There's the constant battle between parenting your child well or being their best friend. Why can't you do both? Yes, there will be fights and drama, but every healthy relationship has those right? My mom is an amazing parent to me and she raised me well (not to toot my own horn or anything). She raised me in a home where we knew and trusted God, but she gave me the freedom to grow my own relationship with Him in high school and encouraged me to pursue Him even more. She supported me in all my crazy dreams like musical theater and wanting to move to New York to doing a complete 180 and wanting to go to college for global studies and becoming a missionary. She let me give up on old dreams and discover new ones. She was at every pageant I competed in. Even when I didn't win, she still brought me flowers and celebrated me. She was there when I tried on my evening gowns and when I wanted to practice "my walk." She brought me to endless acting auditions and would turn her head while I practiced singing because her face shows every emotion and it made me nervous. She has been my number 1 supporter since I was born.
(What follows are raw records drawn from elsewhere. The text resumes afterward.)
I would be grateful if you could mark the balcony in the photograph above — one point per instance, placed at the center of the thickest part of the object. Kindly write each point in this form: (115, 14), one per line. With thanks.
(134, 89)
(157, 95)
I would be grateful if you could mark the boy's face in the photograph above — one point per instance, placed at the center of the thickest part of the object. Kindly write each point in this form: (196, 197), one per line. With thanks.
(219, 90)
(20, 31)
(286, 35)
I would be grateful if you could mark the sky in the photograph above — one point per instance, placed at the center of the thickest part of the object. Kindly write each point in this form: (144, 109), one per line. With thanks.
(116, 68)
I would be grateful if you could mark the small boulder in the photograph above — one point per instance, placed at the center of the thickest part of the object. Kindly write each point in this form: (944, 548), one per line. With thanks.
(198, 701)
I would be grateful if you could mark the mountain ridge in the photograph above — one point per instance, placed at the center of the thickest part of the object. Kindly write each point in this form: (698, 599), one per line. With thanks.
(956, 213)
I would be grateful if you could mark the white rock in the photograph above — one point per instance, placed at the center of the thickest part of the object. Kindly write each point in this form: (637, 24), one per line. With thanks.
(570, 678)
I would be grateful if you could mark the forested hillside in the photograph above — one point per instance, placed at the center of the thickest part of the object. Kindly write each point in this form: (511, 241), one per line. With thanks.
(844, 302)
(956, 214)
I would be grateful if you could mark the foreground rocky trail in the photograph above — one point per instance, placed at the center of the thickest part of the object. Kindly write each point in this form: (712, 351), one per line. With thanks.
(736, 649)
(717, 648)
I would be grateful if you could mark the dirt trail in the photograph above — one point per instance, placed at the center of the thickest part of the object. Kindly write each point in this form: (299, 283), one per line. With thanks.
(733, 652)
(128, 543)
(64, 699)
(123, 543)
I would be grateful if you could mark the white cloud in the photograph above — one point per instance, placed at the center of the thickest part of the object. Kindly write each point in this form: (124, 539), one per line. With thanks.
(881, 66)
There were times growing up that I did not appreciate all she did for me. There were times I hid in my room and watched Grey's Anatomy for hours and would come out to get my dinner to bring into my room. There were times we both cried from fighting and times she sat on my bed for hours listening to me cry after a breakup. There were times where we didn't value each other and times where we were attached to the hip. Even though I have moved out, we still experience these things when we are not physically together. When I left to live alone, I realized how much my parents truly meant to me and now my parents and I talk every single day, even though I'm not living in the United States.
I could go on and on about my mom for hours (everyone on the World Race knows that), but my mom and best friend is turning 60 years old when I am in Kenya. It is truly amazing because she does not look a day over 29. We usually celebrate with an ice-cream cake with mint chocolate chip ice cream in the middle and a fudge layer over the top. My parents do this cute thing where they usually buy themselves their presents then have the other one wrap it up and pretend it's a surprise. I actually love that because everyone gets what they actually want that way. I just wish I could be in America to celebrate my mom this year.
Mom,
You have been my rock this past year. You let me call you almost every day to tell you what's happening on the missionary field. You are always there for me and my friends. You are my die hard Taylor Swift and concert buddy. I love our facetimes and how you comment on everyone's Instagram post to "hype them up." I'm beyond blessed God gave me you. I am proud of how you are growing in your relationship with Christ since I am gone. I know this separation is hard so let's not do it this long EVER again, please. I am writing this knowing I will see you so soon and hug you and dad for hours. Also, thanks for bringing me healthy snacks on my trip ;)
To everyone reading this,
Hug your mom's extra tight today. They do so much for us. You may be mad at them for not letting you date a boy/girl (moms are always right so if they don't approve, then run), you may be mad they are not letting you go out with your friends one night (when you leave home, you will have complete freedom, so don't get so mad about that stuff now), you may be fighting with them over chores you have to do (they are preparing you for real life, living alone means cleaning your own toilets), and you may be mad at them for making you go to school when you don't want to (they have no choice, be mad at the government for this one).
Enjoy your time living at home with your parents. Turn off the TV at dinner times, play board games, go for Starbucks hot chocolate runs, and always say I love you before going to bed. My parents are my best friends, but living together was hard because I did not appreciate all they did for me. I hope my mom now knows how much she means to me and how much I talk about her every day to my team members.
Thanks, mom, you are the bomb and I cannot wait for you to take your 60th year by storm!